Ravi: The more thought I put in the decision making process, the more confused I got. One of the major things I believed was that none of them was going to be a bad decision, so it was always safe to pick any one of them and not go wrong. Ultimately I chose Google, since I liked it as a company. I must confess that it was mostly a gut-feeling based decision.
Team TopTalent.in: What is the kind of skill-set that companies like these, are looking for in candidates?
Ravi: Even though I’ll keep one of the companies in mind, that is Google, to answer the questions further on, I can safely say that this answer of mine applies vastly to the three of them. The skill-set sought out is that a candidate must be creative, so as to come up with smarter and newer solutions to problems, which are algorithmically very strong and don’t waste time solving already solved ones. The candidates are supposed to be, obviously, good at programming so that they can give shape to their ideas in the form of real code.
Team TopTalent.in: What should one keep in mind while creating a resume for these tech companies?
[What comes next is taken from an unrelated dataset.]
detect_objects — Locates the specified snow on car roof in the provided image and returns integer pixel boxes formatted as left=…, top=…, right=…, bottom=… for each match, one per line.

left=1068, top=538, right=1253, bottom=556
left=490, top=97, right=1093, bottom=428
Ravi: There are a lot of good references on “What makes a very good resume?” I had searched the same, and stuck to whatever made the most sense. I highly recommend a 1-page crisp resume, so that it’s easier to make an impression when someone glances at it for about 3 seconds (I’m guessing that the time spent by a higher-up person on a single resume is nearly that)
In addition, it’s very important to make the resume highlight qualities and projects that provide enough reason to believe why you would make the perfect candidate for the job. Prior programming experience and other achievements would be useful to mention, to further your chances of making a good impression.
Team TopTalent.in: Your advice to all the students out there who’re aspiring for job offers similar to yours?
Ravi: I think it’s important to enjoy the field of work, and apply to only the companies that align with one’s interests. In the long run, it would be hard to work in case the work doesn’t go with your interests, even if the company is as nice as three mentioned above. I had never aimed to get into any of these companies, and it has only been a consequence of the activities that I was actively interested in (like competition programming, random problem/puzzle solving, etc) and thoroughly enjoyed.
Team TopTalent.in: What’s the difference between the work allotted in the Indian Office and the US Office?
Ravi: I will speak about this question with respect to Google, since I have an experience in both the offices. The work isn’t really any different across the offices. If you have a good project idea, you’re always welcome to begin on it, and take it forward irrespective of which office you are from. I myself have had the chance to intern with a very good team back in Bangalore. Work in MTV is going really great too. That being said, the US office has more diverse project choices to offer, merely owing to its larger size.
Team TopTalent.in: How can freshers/pass outs apply to these tech giants off campus? What’s the process involved?
Ravi: Applying off campus is usually a simple process in these days. Most of the companies have websites for application process, wherein one can just submit his/her resume, and expect to be shortlisted. It is important to highlight the efforts of other companies that are providing interview opportunities, through performance in online programming contests.
HR personnel of almost all companies are on a constant lookout for talented programmers, and students performing well in online programming contests have great potential. A good chunk of people also get an interview call through the employee referral route.
Team TopTalent.in: And lastly, what are you working on at Google and how has the experience been so far?
Ravi: I work in the Search Infrastructure team at Google, and the journey has been great so far. Google’s a fun place to work, and they ensure to provide one of the best work conditions possible for an employee. It is very surprising how they provide so many amenities – for having fun and indulging in non-work related activities and interests – but at the same time manage to provide some really challenging work.